Lettre de la Santé publique sur François Blais: «On est allé un peu loin», admet Dubé

«Je pense que le suicide c'est toujours un sujet qui est excessivement délicat. Je peux comprendre pourquoi la Santé publique à pris cette [position], mais je pense qu'on est allé un peu loin», admet Christian Dubé. 

Le ministre de la Santé, Christian Dubé, pense que la Santé publique «est allée un peu loin» au sujet du dernier livre de François Blais, Le garçon aux pieds à l'envers, dans lequel il est question de suicide.


«Je pense que le suicide c'est toujours un sujet qui est excessivement délicat. Je peux comprendre pourquoi la Santé publique à pris cette [position], mais je pense qu'on est allé un peu loin», a admis Christian Dubé en mêlée de presse. 

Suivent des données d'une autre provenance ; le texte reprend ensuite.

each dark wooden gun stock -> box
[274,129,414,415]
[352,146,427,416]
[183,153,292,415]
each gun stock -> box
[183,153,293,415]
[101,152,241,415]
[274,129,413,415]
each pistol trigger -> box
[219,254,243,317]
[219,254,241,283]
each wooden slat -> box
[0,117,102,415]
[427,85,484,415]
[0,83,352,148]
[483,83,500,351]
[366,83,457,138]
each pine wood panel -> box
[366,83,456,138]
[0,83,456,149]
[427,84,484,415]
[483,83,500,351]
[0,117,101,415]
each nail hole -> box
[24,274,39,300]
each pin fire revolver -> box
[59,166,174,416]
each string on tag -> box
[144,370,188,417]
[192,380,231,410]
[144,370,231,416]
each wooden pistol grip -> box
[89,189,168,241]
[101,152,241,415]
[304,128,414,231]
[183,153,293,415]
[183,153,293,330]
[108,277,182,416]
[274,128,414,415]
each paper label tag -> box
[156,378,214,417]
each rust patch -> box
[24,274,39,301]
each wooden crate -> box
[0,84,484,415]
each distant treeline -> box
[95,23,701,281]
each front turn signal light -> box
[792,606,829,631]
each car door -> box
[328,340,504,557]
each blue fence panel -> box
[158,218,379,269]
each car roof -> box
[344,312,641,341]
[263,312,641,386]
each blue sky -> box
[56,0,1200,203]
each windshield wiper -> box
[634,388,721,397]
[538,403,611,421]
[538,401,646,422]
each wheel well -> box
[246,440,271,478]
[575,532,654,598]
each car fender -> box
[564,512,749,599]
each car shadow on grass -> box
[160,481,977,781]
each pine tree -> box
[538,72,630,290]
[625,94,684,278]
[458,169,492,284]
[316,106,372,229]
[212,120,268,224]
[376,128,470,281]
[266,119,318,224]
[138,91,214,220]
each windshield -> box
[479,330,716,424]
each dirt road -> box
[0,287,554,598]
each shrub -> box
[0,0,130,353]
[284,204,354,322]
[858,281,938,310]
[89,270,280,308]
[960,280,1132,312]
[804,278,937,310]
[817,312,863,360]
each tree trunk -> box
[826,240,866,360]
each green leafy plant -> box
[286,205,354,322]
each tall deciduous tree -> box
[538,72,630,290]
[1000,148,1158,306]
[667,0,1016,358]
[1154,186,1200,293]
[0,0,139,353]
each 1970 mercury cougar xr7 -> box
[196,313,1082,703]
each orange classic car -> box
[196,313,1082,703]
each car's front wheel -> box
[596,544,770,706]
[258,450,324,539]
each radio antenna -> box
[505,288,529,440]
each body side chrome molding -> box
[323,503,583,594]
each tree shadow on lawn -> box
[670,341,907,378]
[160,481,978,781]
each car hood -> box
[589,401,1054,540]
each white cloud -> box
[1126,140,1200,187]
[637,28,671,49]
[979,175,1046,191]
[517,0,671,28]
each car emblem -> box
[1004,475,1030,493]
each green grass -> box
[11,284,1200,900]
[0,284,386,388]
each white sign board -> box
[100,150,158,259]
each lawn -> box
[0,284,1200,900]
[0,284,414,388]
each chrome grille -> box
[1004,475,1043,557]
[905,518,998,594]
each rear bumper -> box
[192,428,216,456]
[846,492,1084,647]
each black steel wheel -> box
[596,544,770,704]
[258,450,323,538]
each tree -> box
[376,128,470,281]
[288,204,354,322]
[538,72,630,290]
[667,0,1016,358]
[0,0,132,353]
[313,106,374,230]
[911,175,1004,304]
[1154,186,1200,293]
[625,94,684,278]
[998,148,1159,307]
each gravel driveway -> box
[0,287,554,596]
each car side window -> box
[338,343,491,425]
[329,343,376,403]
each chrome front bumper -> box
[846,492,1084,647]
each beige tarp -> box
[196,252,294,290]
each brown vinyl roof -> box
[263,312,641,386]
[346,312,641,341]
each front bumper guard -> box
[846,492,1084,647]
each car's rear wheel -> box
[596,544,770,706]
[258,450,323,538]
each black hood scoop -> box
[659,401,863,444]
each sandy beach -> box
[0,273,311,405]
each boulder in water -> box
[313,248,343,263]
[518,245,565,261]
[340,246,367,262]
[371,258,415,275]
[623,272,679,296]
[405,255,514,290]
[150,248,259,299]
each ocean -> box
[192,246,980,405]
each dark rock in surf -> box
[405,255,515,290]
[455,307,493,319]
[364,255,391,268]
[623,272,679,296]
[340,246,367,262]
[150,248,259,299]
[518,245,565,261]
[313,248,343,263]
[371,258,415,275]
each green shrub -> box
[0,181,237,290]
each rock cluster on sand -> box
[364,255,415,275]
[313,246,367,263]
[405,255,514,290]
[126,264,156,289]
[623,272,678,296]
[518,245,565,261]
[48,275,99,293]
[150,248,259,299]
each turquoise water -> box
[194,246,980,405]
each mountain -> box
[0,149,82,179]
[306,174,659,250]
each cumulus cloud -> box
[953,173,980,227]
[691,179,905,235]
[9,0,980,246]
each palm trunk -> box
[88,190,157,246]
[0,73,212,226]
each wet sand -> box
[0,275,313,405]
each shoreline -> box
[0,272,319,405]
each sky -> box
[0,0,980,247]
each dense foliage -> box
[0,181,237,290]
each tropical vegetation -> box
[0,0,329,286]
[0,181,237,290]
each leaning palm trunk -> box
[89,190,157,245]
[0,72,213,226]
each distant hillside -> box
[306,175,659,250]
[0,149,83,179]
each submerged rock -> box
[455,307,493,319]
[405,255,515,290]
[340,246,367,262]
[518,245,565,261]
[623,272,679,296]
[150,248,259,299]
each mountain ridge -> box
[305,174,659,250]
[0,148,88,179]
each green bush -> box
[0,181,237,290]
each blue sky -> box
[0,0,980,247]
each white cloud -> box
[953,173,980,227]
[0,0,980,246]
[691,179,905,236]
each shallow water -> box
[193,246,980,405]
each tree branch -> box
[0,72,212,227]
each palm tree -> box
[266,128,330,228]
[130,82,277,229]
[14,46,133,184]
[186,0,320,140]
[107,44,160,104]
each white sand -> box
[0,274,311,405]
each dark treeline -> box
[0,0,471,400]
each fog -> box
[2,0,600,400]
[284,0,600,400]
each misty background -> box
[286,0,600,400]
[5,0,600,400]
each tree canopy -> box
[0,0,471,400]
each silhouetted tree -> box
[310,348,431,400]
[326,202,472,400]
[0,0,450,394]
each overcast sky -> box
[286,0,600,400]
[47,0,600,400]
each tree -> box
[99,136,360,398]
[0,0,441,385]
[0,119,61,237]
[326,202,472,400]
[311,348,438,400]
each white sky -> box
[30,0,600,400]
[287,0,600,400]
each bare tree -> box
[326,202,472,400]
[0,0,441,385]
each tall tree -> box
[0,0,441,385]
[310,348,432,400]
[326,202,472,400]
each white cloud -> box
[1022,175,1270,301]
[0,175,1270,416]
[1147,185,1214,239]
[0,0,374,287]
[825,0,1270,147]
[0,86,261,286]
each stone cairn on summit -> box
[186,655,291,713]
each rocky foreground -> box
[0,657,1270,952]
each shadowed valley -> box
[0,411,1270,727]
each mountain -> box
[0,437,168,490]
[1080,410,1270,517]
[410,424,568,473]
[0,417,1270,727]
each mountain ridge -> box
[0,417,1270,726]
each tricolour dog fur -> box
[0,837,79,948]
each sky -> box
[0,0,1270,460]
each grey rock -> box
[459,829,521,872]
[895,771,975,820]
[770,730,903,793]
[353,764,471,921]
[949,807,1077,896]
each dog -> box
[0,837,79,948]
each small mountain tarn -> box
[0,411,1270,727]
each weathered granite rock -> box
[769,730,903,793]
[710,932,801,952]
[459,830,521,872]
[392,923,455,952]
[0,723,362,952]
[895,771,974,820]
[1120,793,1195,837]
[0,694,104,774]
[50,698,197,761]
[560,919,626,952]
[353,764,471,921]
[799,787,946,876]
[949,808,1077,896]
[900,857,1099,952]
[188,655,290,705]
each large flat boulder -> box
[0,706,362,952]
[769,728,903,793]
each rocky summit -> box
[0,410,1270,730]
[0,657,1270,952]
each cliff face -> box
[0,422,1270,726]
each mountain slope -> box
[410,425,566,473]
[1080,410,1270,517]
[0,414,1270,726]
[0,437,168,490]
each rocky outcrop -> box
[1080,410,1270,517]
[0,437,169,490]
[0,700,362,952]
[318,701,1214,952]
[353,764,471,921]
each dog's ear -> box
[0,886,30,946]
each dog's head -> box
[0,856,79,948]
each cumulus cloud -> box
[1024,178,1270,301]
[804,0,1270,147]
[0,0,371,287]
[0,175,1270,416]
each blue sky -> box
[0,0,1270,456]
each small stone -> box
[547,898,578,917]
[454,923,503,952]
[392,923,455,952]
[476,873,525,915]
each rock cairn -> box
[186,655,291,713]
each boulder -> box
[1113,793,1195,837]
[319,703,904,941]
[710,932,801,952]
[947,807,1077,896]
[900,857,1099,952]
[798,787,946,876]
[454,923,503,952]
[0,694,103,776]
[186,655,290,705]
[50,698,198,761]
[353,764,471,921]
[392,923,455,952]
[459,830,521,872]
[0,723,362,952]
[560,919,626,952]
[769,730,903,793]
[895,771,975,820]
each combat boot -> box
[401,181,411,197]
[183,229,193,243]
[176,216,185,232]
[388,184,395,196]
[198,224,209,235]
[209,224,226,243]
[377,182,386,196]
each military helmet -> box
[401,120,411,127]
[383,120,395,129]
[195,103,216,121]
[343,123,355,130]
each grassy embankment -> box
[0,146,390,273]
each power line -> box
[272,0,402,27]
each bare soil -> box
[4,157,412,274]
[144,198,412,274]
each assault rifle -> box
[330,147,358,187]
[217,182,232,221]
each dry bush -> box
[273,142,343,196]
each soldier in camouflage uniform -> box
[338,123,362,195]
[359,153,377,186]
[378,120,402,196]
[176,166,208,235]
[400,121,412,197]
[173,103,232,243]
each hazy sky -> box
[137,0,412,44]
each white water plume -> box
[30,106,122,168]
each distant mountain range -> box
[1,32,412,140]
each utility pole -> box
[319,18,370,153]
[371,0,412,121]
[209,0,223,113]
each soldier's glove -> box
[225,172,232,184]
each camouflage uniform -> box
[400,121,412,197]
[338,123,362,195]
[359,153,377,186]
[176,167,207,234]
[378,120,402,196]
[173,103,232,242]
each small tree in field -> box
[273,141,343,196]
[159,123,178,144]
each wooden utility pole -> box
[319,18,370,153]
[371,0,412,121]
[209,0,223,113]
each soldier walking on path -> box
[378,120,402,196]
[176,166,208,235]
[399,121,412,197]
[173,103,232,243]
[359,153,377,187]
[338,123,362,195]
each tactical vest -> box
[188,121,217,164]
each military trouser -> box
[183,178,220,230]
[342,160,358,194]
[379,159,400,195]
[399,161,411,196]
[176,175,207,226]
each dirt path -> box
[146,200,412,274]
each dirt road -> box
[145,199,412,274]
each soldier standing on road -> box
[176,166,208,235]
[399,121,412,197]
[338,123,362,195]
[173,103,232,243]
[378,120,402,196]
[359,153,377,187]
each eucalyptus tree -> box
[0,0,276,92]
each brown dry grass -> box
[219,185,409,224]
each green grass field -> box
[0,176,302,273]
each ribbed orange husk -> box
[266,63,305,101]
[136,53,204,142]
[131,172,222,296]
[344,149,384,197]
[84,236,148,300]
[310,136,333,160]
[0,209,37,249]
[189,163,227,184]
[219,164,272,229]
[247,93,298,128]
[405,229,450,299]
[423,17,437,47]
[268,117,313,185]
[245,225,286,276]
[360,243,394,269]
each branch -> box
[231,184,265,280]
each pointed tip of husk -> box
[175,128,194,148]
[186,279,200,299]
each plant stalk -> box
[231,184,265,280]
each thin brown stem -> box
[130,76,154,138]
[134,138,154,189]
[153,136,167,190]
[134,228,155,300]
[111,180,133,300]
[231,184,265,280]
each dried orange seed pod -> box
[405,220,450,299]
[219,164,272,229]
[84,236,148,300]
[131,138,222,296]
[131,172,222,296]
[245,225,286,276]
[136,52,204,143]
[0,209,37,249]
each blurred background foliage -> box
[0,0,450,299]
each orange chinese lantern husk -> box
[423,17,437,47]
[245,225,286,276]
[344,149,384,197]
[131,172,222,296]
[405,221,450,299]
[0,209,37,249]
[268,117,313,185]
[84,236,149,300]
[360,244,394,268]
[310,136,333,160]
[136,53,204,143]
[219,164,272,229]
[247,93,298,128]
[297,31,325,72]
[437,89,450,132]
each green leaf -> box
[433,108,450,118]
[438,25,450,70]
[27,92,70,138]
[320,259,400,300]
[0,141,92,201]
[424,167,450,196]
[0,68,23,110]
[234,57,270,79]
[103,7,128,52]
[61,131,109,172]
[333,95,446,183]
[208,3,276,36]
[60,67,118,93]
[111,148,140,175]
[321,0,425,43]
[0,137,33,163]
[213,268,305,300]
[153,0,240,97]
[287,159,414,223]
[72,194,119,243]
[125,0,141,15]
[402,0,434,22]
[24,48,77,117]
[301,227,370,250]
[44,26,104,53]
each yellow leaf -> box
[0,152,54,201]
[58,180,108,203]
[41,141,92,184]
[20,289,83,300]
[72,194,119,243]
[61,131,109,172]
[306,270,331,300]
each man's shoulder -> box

Une lettre de la Santé publique adressée notamment aux directeurs de santé publique demande aux professionnels du milieu scolaire de ne pas parler ou promouvoir le dernier roman de François Blais, car il aborde la question du suicide.

«La lecture du roman pourrait affecter les jeunes présentant des vulnérabilités. Ces derniers pourraient notamment adopter des comportements suicidaires par imitation.»

On ajoutait : «Il est capital de ne pas attirer l’attention et la curiosité du public sur ce livre. Ainsi, il est recommandé d’éviter les communications aux médias ou au grand public sur le roman», indique-t-on dans la lettre dont le Soleil a obtenu copie.

«Pour moi, la liberté de presse et la liberté d'expression c'est important», a ajouté le ministre de la Santé. 

Questionné à savoir s’il était d’accord avec son collègue de la Santé, le ministre responsable des Services sociaux, Lionel Carmant a répondu : «Est-ce que ça va trop loin ? Je ne suis pas certain. Je crois qu'il faut quand même sensibiliser les gens aux risques du suicide.»

Le cabinet du ministre de l’Éducation, Bernard Drainville, a indiqué : «nous ne produisons pas de liste d’œuvres “approuvées” en raison de l’évolution constante de la littérature et pour protéger la liberté d’expression. Il revient aux enseignants de faire des choix en fonction des objectifs d’apprentissage. Toutefois, nous sommes d’avis que ce type de roman doit être utilisé avec prudence, comme le font les enseignantes et les enseignants lorsqu’ils font leur choix de lecture.»

Le ministre de la Culture, Mathieu Lacombe, a affirmé, quant à lui, qu’il faut être prudent lorsqu’il est question de la liberté créatrice des artistes. «Je crois dans le jugement de ces derniers pour être conscient des répercussions que leur art peut avoir sur le public. J’ai aussi une grande confiance dans le jugement et l’accompagnement des enseignants ou des intervenants en milieu scolaire pour faire face à ce type de lecture», a-t-il indiqué par écrit. 

Pour sa part, le premier ministre François Legault a dit qu’il fallait être prudent avec la manière dont on abordait le suicide. «Le suicide chez les jeunes, c'est un sujet qui me préoccupe et qui m'attriste [...] Par contre, il faut protéger la liberté d'expression», a-t-il affirmé.

«Mettre un livre à l'index est totalement injustifié»

Le Parti québécois soutient que l’approche de la Santé publique n’est pas la bonne. «Le suicide est un sujet très délicat qu’il ne faut surtout pas banaliser. Or, mettre un livre à l'index est totalement injustifié. C'est plutôt par le dialogue, en ouvrant la discussion que les enseignants notamment peuvent intervenir, accompagner et encadrer les jeunes face au phénomène du suicide», a dit le porte-parole du Parti Québécois en matière de Santé, Joël Arseneau. 

La lettre de la Santé publique fait nommément référence au fait que le livre de François Blais  «a été publié à titre posthume après que l’auteur se soit suicidé en mai 2022».

La missive avait soulevé l’ire de la maison d’édition de l’auteur, Fides. Dans une lettre, elle affirme que les autorités «s’autorisent ainsi à faire quelque chose que nous, la maison d’édition, dans un souci éthique, nous sommes abstenus de faire dans la promotion du livre : diffuser largement ce qui a conduit l’auteur à sa mort.»

Le milieu littéraire a aussi fortement réagi à la lettre. Certains acteurs comparaient même le geste de la Santé publique à de la censure.